L'animosité remonte à l'enfance alors que leur famille s'enfermait dans les non-dits et les faux-semblants : noblesse d'un autre temps, train de vie dispendieux, soirées privées et j'en passe. La petite Jocelyn était confiée aux bons soins d'une nourrice qui a malheureusement disparu du jour au lendemain. Ses parents ont néanmoins tourné la page et minimisé le chagrin de l'enfant.

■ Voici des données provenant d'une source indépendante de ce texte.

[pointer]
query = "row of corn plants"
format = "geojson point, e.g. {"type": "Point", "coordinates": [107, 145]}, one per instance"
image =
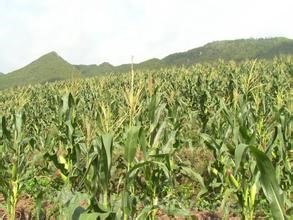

Sauf que trente ans plus tard, Hannah est de retour. Super Nanny se présente à Lake Hall et cherche de nouveau à s'immiscer dans leur vie. Jocelyn lui ouvre la porte tout en se méfiant de sa mère malade et affaiblie. Autre coïncidence, la police repêche un crâne humain dans le lac sur la propriété et ouvre une enquête pour connaître les circonstances de cette macabre découverte.

Quatrième roman que je lis de l'auteur (La fille idéaleNe pars pas sans moi ou Je sais que tu sais) et tous ont ce point commun de distiller une ambiance glaçante avec des personnages aux contours incertains. On marche à pas prudents, on sait qu'on ne peut pas prêter confiance en aveugle mais on se laisse guider vers les eaux troubles en attendant le déluge ! Cette lecture est efficace / également en format audio / car elle use d'un jeu de dupes sur fond de secrets de famille qui tourne vite à l'obsession. En bref, le suspense du roman est plus que correct car ça se tient de bout en bout. Pas mal.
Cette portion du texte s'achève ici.